Mais bien évidement, une synthèse est possible :
on pourrait concevoir des cycles où chaque retour à la perfection initiale intégrerait, à chaque nouvelle répétition, un peu davantage cette perfection initiale dans son évolution ultérieur. Nous aurions alors un cosmos capable d'apprendre de ces erreurs. De progresser, tout en évoluant de manière cyclique, avec des périodes de décadence inéluctable. Selon une autre image, le mouvement du temps ne serait pas parfaitement circulaire (le point d'arrivée serait identique au point de départ), mais spiralé : le point d'arrivé serait aux mêmes coordonnées horizontales, mais à un pont d’élévation verticale différent. Ainsi, il y aurait à la fois retour et progrès. Le devenir réaliserait la synthèse du Même et du Différents, ce qui, me semble, est l'idée profonde de la tradition platonicienne sur la question.
Il y a des raisons de penser qu'en effet, la répétition (ou itération) est au cœur du changement dans le cosmos. Mais il reste à y intégrer l'énigme humaine : de fait, l'homme peut aller contre la nature. Comment en rendre compte ? Faut-il considérer ce pouvoir comme un pur et simple accident ? Ou bien cette capacité, qui est aussi celle du progrès, s'intègre t-elle à une perspective plus vaste, plus inclusive ?
Prenons l'exemple de la musique.
On entend souvent dire que la musique est de moins en moins bonne ; mais aussi, que c'est du à un vieillissement générationnel. Quand vous vieillissez, vous êtes condamné, par quelque mécanisme naturel, à ressentir les musiques nouvelles comme autant de douleurs.
Cependant, il existe des faits, des indices objectifs pour aguer que la musique de ces cinquantes dernières années est en décadence.
Par exemple, le timbre s'appauvri, de même que l'harmonie.
Les morceaux sont plus forts.
Les phrases d'accroche arrivent plus tôt, et plus souvent.
Les paroles des chansons s’appauvrissent, en terme de variété, de vocabulaire et de syntaxe. Les scènes affligeantes de la dernière "fête de la musique" sur le perron de l'Elysée, nous en ont fourni une bien triste démonstration.

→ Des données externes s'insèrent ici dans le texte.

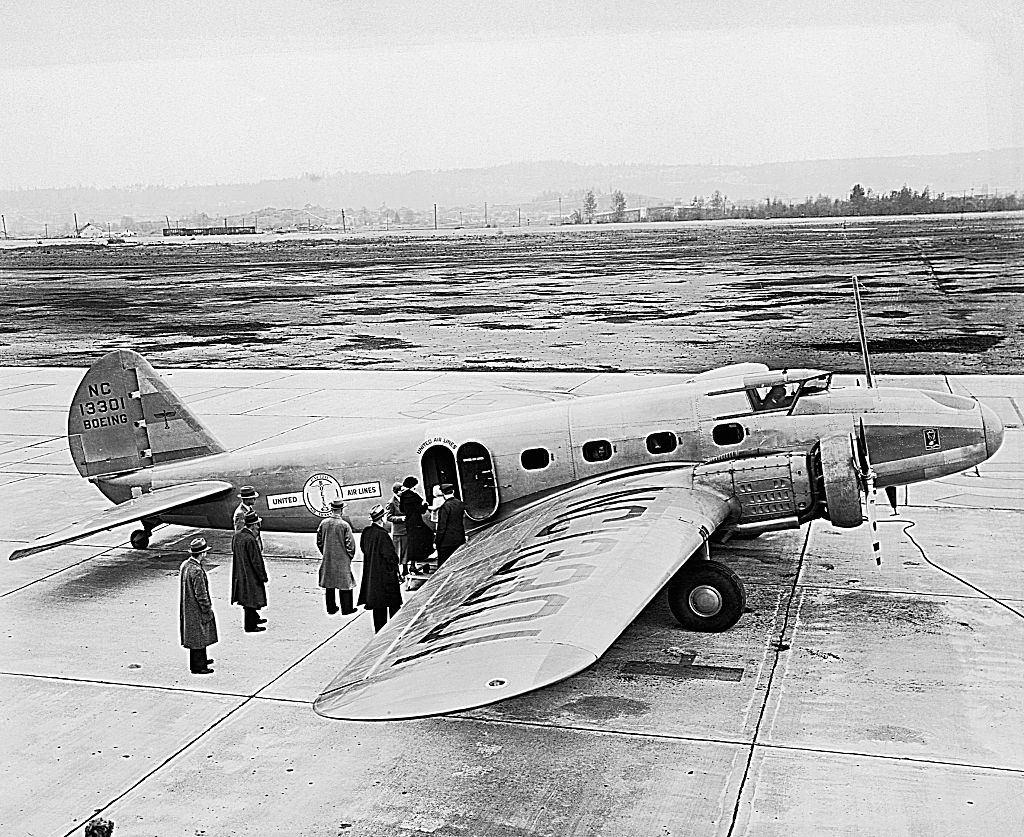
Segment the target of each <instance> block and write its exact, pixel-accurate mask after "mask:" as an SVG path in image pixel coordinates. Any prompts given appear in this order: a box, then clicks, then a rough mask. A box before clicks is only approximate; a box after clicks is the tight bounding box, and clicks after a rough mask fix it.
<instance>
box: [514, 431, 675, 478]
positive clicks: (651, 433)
mask: <svg viewBox="0 0 1024 837" xmlns="http://www.w3.org/2000/svg"><path fill="white" fill-rule="evenodd" d="M677 444H678V442H677V440H676V434H675V433H672V432H664V433H651V434H650V435H649V436H647V450H648V452H650V453H652V454H669V453H672V452H673V451H674V450H676V446H677ZM613 453H614V449H613V448H612V447H611V443H610V442H608V441H607V440H604V438H598V440H595V441H594V442H588V443H586V444H585V445H584V446H583V458H584V459H585V460H586V461H587V462H605V461H606V460H608V459H611V455H612V454H613ZM519 461H520V462H521V463H522V466H523V467H524V468H525V469H526V470H528V471H536V470H540V469H541V468H546V467H548V465H549V464H551V453H550V452H549V451H548V450H547V449H546V448H529V449H528V450H525V451H523V452H522V454H521V455H520V456H519Z"/></svg>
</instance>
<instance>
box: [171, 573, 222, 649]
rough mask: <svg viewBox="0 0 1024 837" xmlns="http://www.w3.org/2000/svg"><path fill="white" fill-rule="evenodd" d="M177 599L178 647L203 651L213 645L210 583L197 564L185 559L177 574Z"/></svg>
mask: <svg viewBox="0 0 1024 837" xmlns="http://www.w3.org/2000/svg"><path fill="white" fill-rule="evenodd" d="M178 575H179V579H180V581H181V598H180V609H179V613H178V621H179V626H180V629H181V644H182V645H183V646H184V647H186V648H205V647H206V646H207V645H212V644H213V643H214V642H216V641H217V620H216V618H215V617H214V615H213V602H211V601H210V582H209V580H208V579H207V577H206V570H204V569H203V568H202V567H201V566H200V562H199V561H197V560H193V559H191V558H186V559H185V560H184V561H182V563H181V568H180V570H179V571H178Z"/></svg>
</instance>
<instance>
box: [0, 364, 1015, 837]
mask: <svg viewBox="0 0 1024 837" xmlns="http://www.w3.org/2000/svg"><path fill="white" fill-rule="evenodd" d="M202 373H203V371H197V374H202ZM223 374H224V375H225V376H228V377H229V376H230V375H231V374H232V373H223ZM338 374H339V375H341V374H345V373H338ZM349 374H350V373H349ZM176 377H177V380H175V386H181V385H182V383H180V382H179V381H180V380H183V379H185V378H186V377H187V372H185V371H179V372H178V373H176ZM979 380H981V381H982V382H983V381H984V379H979ZM23 382H24V381H23ZM2 383H3V376H2V375H0V385H2ZM74 383H75V381H74V380H73V381H71V382H70V383H63V382H60V385H65V386H68V387H69V389H73V388H74ZM643 383H644V384H645V385H650V383H651V381H650V378H649V377H647V379H646V380H644V381H643ZM417 384H418V385H422V380H419V381H417ZM197 385H199V384H198V383H197ZM266 385H267V386H278V387H280V386H281V381H280V379H274V377H273V376H269V375H268V376H266ZM536 385H537V387H538V389H539V390H540V389H543V386H542V384H541V383H537V384H536ZM26 391H27V392H29V393H30V394H31V391H32V390H26ZM433 394H436V393H433ZM68 396H69V399H70V391H69V392H68ZM26 397H27V399H28V397H30V395H28V394H27V395H26ZM54 401H56V400H54ZM247 403H248V404H250V405H252V404H256V403H259V399H258V397H255V396H254V397H253V399H250V400H249V401H248V402H247ZM198 409H200V410H201V409H202V408H198ZM7 414H8V411H7V410H6V409H0V418H3V417H5V416H6V415H7ZM210 423H211V425H214V424H215V422H213V421H211V422H210ZM242 423H244V422H242ZM239 426H241V423H240V425H239ZM288 426H292V425H288ZM19 429H20V426H19V425H17V423H16V422H12V423H11V424H7V423H6V421H5V420H4V423H3V424H2V425H0V442H5V447H4V450H5V451H8V452H9V451H13V452H15V454H18V455H15V456H13V457H7V458H6V461H4V462H0V498H2V502H3V507H4V508H5V514H4V516H3V518H2V519H0V558H5V557H6V553H7V552H9V551H10V549H12V548H14V546H15V545H16V544H19V543H22V542H24V541H25V540H28V539H29V538H31V537H35V536H36V535H39V534H42V533H43V532H45V531H48V530H47V528H46V527H47V526H49V527H50V529H52V528H54V527H53V526H52V519H53V516H54V510H55V509H59V508H60V506H61V504H63V503H68V502H74V503H80V504H83V505H89V506H90V507H92V506H93V505H94V507H96V508H101V507H102V506H103V505H104V503H105V501H103V500H102V498H101V497H99V496H98V493H96V492H95V491H94V490H93V489H92V487H90V486H88V484H86V483H84V482H83V480H81V479H79V478H78V476H77V475H74V476H72V475H71V474H65V473H43V474H39V473H35V472H32V471H27V470H26V469H25V466H24V463H26V462H31V461H32V459H35V458H38V457H36V456H32V457H29V456H26V457H25V458H22V457H20V455H19V453H18V452H20V453H25V451H26V449H28V448H30V447H36V446H37V445H39V444H40V443H44V444H45V443H47V442H52V441H54V440H55V438H56V436H52V437H51V436H46V434H45V433H44V434H42V435H41V436H31V437H25V436H20V435H19V433H18V430H19ZM215 429H216V428H215ZM268 432H269V431H268ZM1021 435H1022V434H1021V433H1020V431H1015V430H1010V431H1008V434H1007V443H1008V447H1007V449H1006V452H1005V453H1001V452H1000V455H999V456H998V457H996V459H994V460H993V461H992V462H991V463H986V464H985V465H983V466H982V467H981V469H980V475H978V476H972V477H967V476H957V477H952V478H951V479H950V480H943V483H942V484H937V485H936V486H934V487H928V488H929V491H928V492H925V491H922V490H920V489H911V491H910V492H909V497H910V502H911V505H910V506H909V507H904V508H901V509H900V514H899V517H898V518H889V517H888V516H887V514H888V509H887V508H886V507H885V506H884V505H880V518H881V519H882V520H883V522H882V525H881V529H882V536H883V549H884V553H885V554H884V560H883V564H882V567H881V568H877V567H876V564H874V562H873V560H872V559H871V558H870V556H869V548H868V545H867V533H866V531H864V530H856V531H853V532H845V533H840V532H838V531H836V530H833V529H831V528H830V527H828V526H827V525H824V524H821V522H816V524H814V525H813V527H812V528H811V529H810V532H808V531H807V530H806V529H805V530H804V531H803V532H800V533H778V534H774V535H766V536H763V537H762V538H760V539H758V540H757V541H753V542H745V543H741V544H733V545H728V546H725V547H719V548H718V549H717V550H716V553H717V554H716V557H718V558H720V559H722V560H725V561H727V562H728V563H730V564H731V566H732V567H733V568H734V569H735V570H736V571H737V572H738V573H739V575H740V576H741V577H742V578H743V579H744V582H745V584H746V587H748V593H749V599H750V608H751V611H752V613H750V614H749V615H746V616H744V618H743V619H742V620H741V621H740V623H739V624H738V625H737V626H736V627H735V628H734V629H732V630H731V631H728V632H726V633H724V634H718V635H701V634H693V633H688V632H685V631H682V630H680V629H679V628H678V627H677V626H676V625H675V623H674V621H673V620H672V618H671V616H670V614H669V613H668V609H667V606H666V604H665V601H664V598H663V597H662V596H658V597H657V598H655V599H654V601H653V602H652V603H651V604H650V605H649V606H648V608H647V610H646V611H645V612H644V613H643V614H642V615H641V616H640V617H639V618H638V619H637V620H636V622H635V623H634V624H633V625H632V626H630V627H629V628H628V629H627V630H626V632H625V633H624V634H623V636H622V637H621V638H620V639H618V640H617V641H616V642H615V644H614V645H613V646H612V647H611V648H610V650H609V652H608V653H607V654H606V655H605V656H604V657H603V658H602V659H601V660H600V661H599V662H598V663H597V664H595V665H594V666H593V667H591V668H590V669H588V670H587V671H585V672H583V673H582V674H580V675H578V676H575V677H572V678H570V679H568V680H565V681H563V682H561V683H558V684H556V685H554V686H551V687H549V688H545V689H541V690H540V692H537V693H534V694H532V695H527V696H523V697H521V698H518V699H515V700H513V701H509V702H506V703H503V704H497V705H494V706H492V707H486V708H484V709H481V710H477V711H474V712H468V713H463V714H461V715H455V716H447V717H440V718H433V719H426V720H420V721H407V722H398V723H376V724H373V723H346V722H342V721H328V720H325V719H323V718H321V717H318V716H316V715H315V714H313V712H312V710H311V709H310V706H309V704H310V702H311V701H312V699H313V698H314V697H315V695H316V694H317V693H318V690H319V689H321V688H322V687H323V686H324V685H325V684H326V683H327V682H328V681H329V680H330V679H331V677H332V676H333V675H334V674H335V673H336V672H337V671H338V669H339V668H340V667H341V666H343V665H344V663H345V662H346V661H347V660H348V659H349V658H350V657H351V656H352V655H354V654H356V653H357V652H358V651H359V648H360V647H361V646H362V644H364V643H365V642H366V641H367V640H368V638H369V637H370V636H371V633H372V626H371V625H370V618H369V615H367V614H360V615H358V616H356V617H354V618H346V619H343V618H342V617H340V616H336V617H328V616H327V614H326V613H325V611H324V602H323V598H322V591H321V590H319V588H318V587H317V586H316V567H317V560H316V557H315V548H314V546H313V545H312V539H311V537H309V536H304V537H303V536H294V537H289V536H267V546H268V559H267V564H268V570H269V574H270V579H271V580H270V583H269V585H268V595H269V606H268V608H267V609H266V611H265V612H264V615H265V616H266V617H267V619H268V622H267V626H268V630H267V631H266V632H264V633H259V634H246V633H244V632H243V631H242V614H241V609H238V608H231V606H230V605H229V604H228V603H227V601H228V597H229V596H228V582H229V539H228V538H227V534H226V533H210V532H207V533H204V534H206V536H207V538H208V539H209V540H210V541H211V543H212V545H213V548H214V551H213V553H212V555H211V557H210V560H209V574H210V581H211V587H212V594H213V597H214V601H215V610H216V612H217V617H218V625H219V628H220V637H221V639H220V642H218V643H217V644H216V645H214V646H212V647H211V650H210V654H211V656H212V657H213V658H214V659H215V661H216V662H215V664H214V669H215V673H214V674H213V675H209V676H205V677H194V676H191V675H189V674H188V672H187V654H186V652H185V651H184V650H183V648H181V647H180V646H179V644H178V641H177V567H178V563H179V562H180V560H181V559H182V558H183V552H184V549H185V547H186V545H187V542H188V540H189V539H190V538H191V537H194V534H195V533H194V532H193V531H190V530H185V529H180V528H164V529H161V530H158V531H157V533H156V534H155V537H154V541H153V544H152V547H151V549H150V550H147V551H145V552H139V551H136V550H132V549H130V548H125V547H124V543H125V541H126V539H127V534H128V530H127V529H124V530H119V531H116V532H111V533H103V534H101V535H98V536H95V537H94V538H92V539H88V540H87V541H86V542H85V543H84V544H80V545H75V546H69V547H61V548H60V549H58V550H54V551H52V552H49V553H43V554H41V555H38V556H34V557H31V558H28V559H25V560H23V561H17V562H9V561H6V560H2V561H0V628H2V631H0V660H2V663H0V669H2V670H0V719H2V720H0V735H2V737H3V741H4V742H5V753H6V754H7V757H6V758H5V762H6V764H7V765H8V766H9V768H10V769H9V770H8V778H7V780H6V781H5V783H4V793H3V794H2V795H0V825H4V826H6V827H7V828H8V829H13V830H14V833H33V834H69V833H72V832H74V831H75V830H76V829H77V830H78V831H79V833H81V830H80V827H81V825H82V824H83V823H84V822H85V821H87V820H88V819H89V818H90V817H91V815H92V813H93V811H94V810H96V809H100V810H102V815H103V817H106V818H109V819H113V820H114V821H115V822H116V824H117V829H116V834H117V835H119V837H121V836H122V835H153V834H160V835H166V834H195V833H206V834H211V835H213V834H217V835H222V834H253V835H255V834H270V833H281V834H303V835H339V834H367V835H371V834H374V835H378V834H418V833H419V834H424V833H427V834H494V835H507V834H511V835H515V834H552V835H563V834H579V835H590V834H608V835H611V834H614V835H621V834H637V835H649V834H688V835H690V834H693V835H703V834H708V835H712V834H716V835H727V834H751V835H764V834H778V835H792V834H807V835H817V834H820V833H821V832H822V831H823V830H833V831H836V832H838V833H862V834H876V833H887V832H894V833H1010V832H1012V831H1014V830H1016V829H1018V828H1019V826H1020V824H1021V822H1024V794H1022V791H1024V724H1022V723H1021V721H1020V718H1021V717H1024V683H1022V682H1021V680H1020V677H1019V674H1018V673H1019V670H1020V663H1021V656H1020V647H1021V646H1022V639H1024V619H1022V617H1021V616H1019V615H1017V614H1015V613H1014V612H1012V611H1010V610H1008V608H1007V606H1005V605H1009V606H1010V608H1013V609H1015V610H1016V611H1019V612H1020V613H1022V614H1024V601H1022V600H1024V582H1021V580H1020V579H1021V574H1020V557H1019V544H1020V543H1021V541H1022V539H1024V525H1022V518H1021V514H1020V511H1019V510H1018V509H1019V506H1018V505H1016V504H1017V503H1018V502H1019V500H1020V490H1019V488H1018V486H1019V485H1020V482H1019V480H1020V479H1021V477H1022V476H1024V464H1022V463H1021V462H1020V458H1019V452H1020V451H1021V450H1022V448H1021V445H1020V442H1021ZM30 442H31V443H32V445H31V446H30V445H28V444H23V443H30ZM29 453H34V452H32V451H29ZM39 456H44V457H58V456H59V450H58V447H57V446H47V447H46V449H45V450H43V451H41V453H40V454H39ZM7 477H10V479H9V482H4V479H5V478H7ZM967 479H970V480H971V482H970V484H969V486H968V489H969V490H966V489H965V488H964V486H963V483H964V482H965V480H967ZM922 488H924V487H922ZM933 488H934V489H935V491H934V492H932V491H931V490H932V489H933ZM966 495H970V496H972V497H980V498H985V499H984V500H983V501H976V500H973V501H972V502H971V503H970V504H966V503H963V502H952V501H948V500H945V499H943V498H949V497H959V498H963V497H964V496H966ZM902 498H903V492H901V500H902ZM883 503H884V501H883ZM911 522H912V524H913V526H912V527H911V526H910V524H911ZM911 538H912V540H911ZM929 561H931V563H930V562H929ZM940 568H941V569H940ZM360 569H361V568H360V567H359V566H357V568H356V575H358V573H359V570H360ZM943 571H947V572H943ZM949 574H952V575H949ZM965 582H967V583H969V584H971V585H974V588H978V589H974V588H972V587H970V586H967V584H965ZM980 591H984V593H987V594H989V595H990V596H993V597H994V598H996V599H999V601H1001V602H1002V603H999V602H997V601H993V600H992V599H991V598H987V597H986V596H985V595H984V593H982V592H980ZM413 595H415V594H413Z"/></svg>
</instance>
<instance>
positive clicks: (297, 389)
mask: <svg viewBox="0 0 1024 837" xmlns="http://www.w3.org/2000/svg"><path fill="white" fill-rule="evenodd" d="M319 392H328V394H331V393H330V392H329V391H328V390H326V389H323V388H322V389H296V390H295V394H294V395H289V396H288V397H286V399H282V400H281V401H275V402H274V403H273V404H263V405H260V406H259V407H250V408H249V409H248V410H243V411H242V412H241V413H239V414H238V415H240V416H251V415H253V410H266V408H267V407H281V405H283V404H288V403H289V402H293V401H296V400H298V399H303V397H305V396H306V395H315V394H318V393H319ZM303 418H308V416H304V417H303ZM319 418H323V416H321V417H319ZM279 435H280V433H279ZM270 437H271V438H272V436H270Z"/></svg>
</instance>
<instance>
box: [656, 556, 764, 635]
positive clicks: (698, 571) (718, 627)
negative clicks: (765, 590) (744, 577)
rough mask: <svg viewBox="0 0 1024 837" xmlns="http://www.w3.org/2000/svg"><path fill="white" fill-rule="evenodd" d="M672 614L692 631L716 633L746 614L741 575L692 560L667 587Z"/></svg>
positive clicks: (728, 627)
mask: <svg viewBox="0 0 1024 837" xmlns="http://www.w3.org/2000/svg"><path fill="white" fill-rule="evenodd" d="M666 592H667V593H668V594H669V608H670V609H671V611H672V615H673V616H674V617H676V619H677V621H678V622H679V624H680V625H682V626H683V627H684V628H687V629H689V630H691V631H703V632H706V633H717V632H719V631H726V630H728V629H729V628H731V627H732V626H733V625H735V624H736V622H738V621H739V617H741V616H742V615H743V608H744V606H745V605H746V591H745V590H744V589H743V582H742V581H740V580H739V576H737V575H736V574H735V573H733V572H732V570H730V569H729V568H728V567H726V566H725V564H724V563H719V562H718V561H713V560H691V561H689V562H688V563H686V564H685V566H684V567H683V569H682V570H680V571H679V572H678V573H676V575H675V577H674V578H673V579H672V581H670V582H669V584H668V585H667V586H666Z"/></svg>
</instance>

Les mélodies sont plus grossières.
Bien entendu, je parle ici des musiques populaires. Je sais bien qu'il y a, à côté de ces produits industriels, une foule impressionnante de groupe et de chanteurs créatifs et originaux. Mais le temps des Beatles a passé.

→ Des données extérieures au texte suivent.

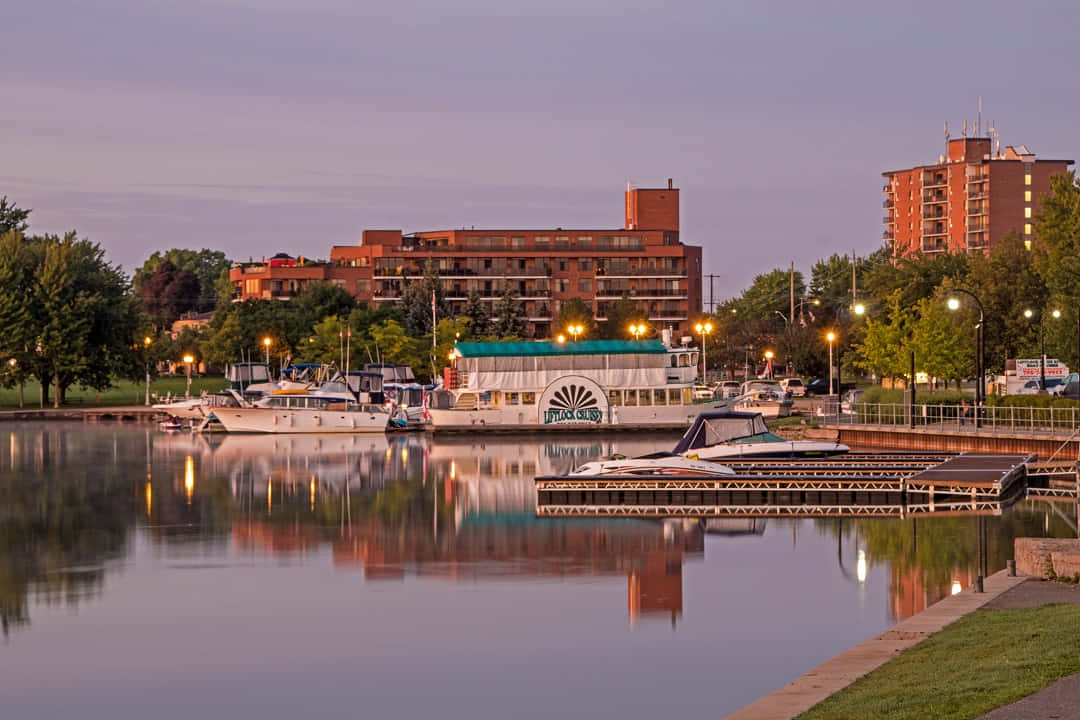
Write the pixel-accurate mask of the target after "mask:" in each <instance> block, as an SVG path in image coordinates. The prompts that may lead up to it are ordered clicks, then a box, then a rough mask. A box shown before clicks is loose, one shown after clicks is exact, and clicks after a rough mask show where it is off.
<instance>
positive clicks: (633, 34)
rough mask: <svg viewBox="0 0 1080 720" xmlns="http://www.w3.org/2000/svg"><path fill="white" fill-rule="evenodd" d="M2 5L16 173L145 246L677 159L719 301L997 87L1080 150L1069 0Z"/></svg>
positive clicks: (923, 157) (1051, 136)
mask: <svg viewBox="0 0 1080 720" xmlns="http://www.w3.org/2000/svg"><path fill="white" fill-rule="evenodd" d="M3 26H4V28H5V31H4V33H3V35H4V40H3V42H2V43H0V83H2V86H3V90H4V97H5V100H4V103H3V109H2V110H0V195H3V194H6V195H9V196H10V198H11V199H12V200H14V201H15V202H16V203H17V204H19V205H22V206H24V207H32V208H33V215H32V217H31V220H32V227H33V229H35V230H38V231H53V232H59V231H63V230H66V229H71V228H76V229H78V230H79V232H80V233H81V234H83V235H86V236H89V237H91V239H92V240H94V241H97V242H99V243H102V244H103V246H104V247H105V248H106V249H107V250H108V253H109V257H110V259H112V260H113V261H116V262H119V263H121V264H123V266H124V268H125V269H127V270H129V271H130V270H131V269H133V268H134V267H136V266H138V264H139V263H140V262H141V261H143V260H144V259H145V258H146V256H147V255H149V254H150V253H151V252H152V250H154V249H159V248H167V247H174V246H176V247H194V248H198V247H213V248H217V249H221V250H225V252H226V253H227V254H228V255H229V256H230V257H232V258H235V259H244V260H246V259H247V258H248V257H256V258H258V257H261V256H264V255H271V254H273V253H275V252H279V250H285V252H289V253H292V254H303V255H307V256H309V257H322V258H325V257H327V256H328V255H329V248H330V245H334V244H350V243H355V242H359V237H360V231H361V230H362V229H364V228H402V229H404V230H405V231H406V232H408V231H415V230H428V229H440V228H453V227H464V226H473V225H474V226H476V227H477V228H481V227H492V228H504V227H511V228H513V227H521V228H532V227H540V228H543V227H556V226H557V227H566V228H572V227H585V228H597V227H600V228H604V227H611V228H617V227H621V225H622V219H623V218H622V212H623V205H622V192H623V190H624V188H625V184H626V181H627V180H631V181H634V182H635V184H637V185H639V186H643V187H650V186H652V187H656V186H660V185H661V184H663V182H664V181H665V179H666V178H667V177H673V178H674V179H675V182H676V186H677V187H679V188H681V190H683V206H681V214H683V239H684V242H687V243H689V244H697V245H702V246H704V248H705V249H704V258H705V260H704V263H705V272H706V273H707V272H712V273H716V274H718V275H719V276H720V277H719V279H718V280H717V281H716V296H717V299H719V298H720V297H728V296H731V295H735V294H738V293H739V291H741V290H742V289H743V288H744V287H745V286H746V285H747V284H748V283H750V281H751V280H752V277H753V275H754V274H756V273H759V272H765V271H768V270H770V269H772V268H775V267H786V266H787V263H788V262H789V261H792V260H794V261H795V262H796V267H798V268H800V269H802V270H804V271H809V268H810V264H811V263H812V262H813V261H814V260H815V259H818V258H821V257H824V256H826V255H828V254H831V253H833V252H840V253H846V252H851V250H855V252H858V253H859V254H861V255H863V254H867V253H869V252H872V250H874V249H875V248H876V247H878V246H879V244H880V236H881V230H882V228H881V215H882V213H881V193H880V187H881V177H880V173H881V172H882V171H885V169H891V168H895V167H903V166H910V165H914V164H919V163H922V162H931V161H933V160H934V159H936V157H937V154H939V153H940V152H941V151H942V147H943V135H942V133H943V128H942V124H943V122H944V121H945V120H948V121H949V124H950V130H951V131H953V133H954V135H959V131H960V126H961V122H962V120H963V119H968V120H974V118H975V110H976V98H977V97H978V96H982V97H983V104H984V106H983V107H984V112H983V118H984V121H989V120H993V121H995V123H996V125H997V128H998V131H999V133H1000V137H1001V140H1002V142H1003V144H1005V145H1020V144H1026V145H1027V146H1028V147H1030V148H1031V149H1032V150H1034V151H1035V152H1037V153H1039V154H1040V155H1042V157H1053V158H1076V157H1077V155H1078V154H1080V152H1078V150H1080V148H1078V147H1077V122H1076V119H1077V118H1078V117H1080V93H1078V92H1077V80H1076V72H1075V64H1076V51H1077V46H1076V31H1075V28H1076V27H1078V26H1080V5H1077V4H1076V3H1075V2H1071V1H1068V0H1066V1H1061V2H1028V3H1015V2H1009V3H1005V2H993V1H984V2H980V3H941V2H922V1H918V2H892V3H888V4H887V3H879V2H843V3H841V2H815V3H807V2H768V1H760V0H755V1H747V2H739V1H724V2H716V1H715V0H703V1H700V2H690V1H680V0H670V1H669V2H663V3H660V2H656V1H650V2H642V1H639V0H602V1H593V2H590V1H589V0H572V1H571V0H546V1H545V2H543V3H522V2H515V1H514V0H467V1H464V2H447V1H444V2H434V1H432V2H426V1H417V0H396V1H394V2H364V1H360V2H357V1H356V0H308V1H307V2H296V1H295V0H187V1H185V2H165V0H95V1H94V2H84V1H79V0H68V1H58V0H35V1H33V2H13V3H9V6H5V9H4V12H3ZM706 299H707V298H706Z"/></svg>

Regardez cette vidéo qui montre, sur un ton doux-amer, que la plupart des tubes roulent sur les mêmes accords :
On parle aussi de "la combine du millénaire" (Millenial Whoop en anglais, je n'ai rien trouvé en français ; pensez à activer les sous-titres) :
Mais pourquoi cela arrive-t-il ?
L'auteur de cette excellente vidéo (encore en anglais), en découvre quelques unes :
En gros, il s'agit d'un problème d'attention. La technologie contemporaine, post-internet, nous rend impatients, blasés, instables, incapables d'écoute. Des moutons déracinés, voilà ce que nous devenons, à force de zapper et de nous voir offrir à chaque instant le monde sur un plateau. Sans parler des effets politiques... Je veux parler de l'impression de décadence due à l'oubli des progrès réalisés. Il y a de passionnantes recherches sur ce sujet ô combien vital, mais ce sera pour une autre fois. Je pourrais aussi parler du QI et de l'art contemporain... mais à chaque jour suffit sa peine.

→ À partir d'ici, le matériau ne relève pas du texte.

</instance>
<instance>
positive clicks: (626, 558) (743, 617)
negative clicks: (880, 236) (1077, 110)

Dans le cas présent, il y a vraiment décadence. Baisse de qualité.
Mais alors, dans ce cas, que devient l'idée dont j'ai parlé plus haut, c'est d'une intégration du Mal dans le Bien, celle d'une synthèse donc, et d'un progrès ?
Dans le cas de cette histoire de baisse de qualité de la musique, qui a raison ? Les traditionalistes nostalgiques partisans du "c'était mieux avant" ? ou les idéalistes du progrès ?
La tendance à laver le cerveau des mélomanes est-elle une vraie tendance à la baisse ? ou bien est-elle partie d'un mouvement plus vaste, qui se révélerait finalement être un progrès ? Échapperons-nous au charme des Quatre Accords Magiques (sans parler des Accords Aztèques, ou Toltèques enfin bref) ?
Le progrès est-il une illusion ? Ou un fait ?
Inutile de rappeler que tout cela peut et doit être transposé au domaine spirituel.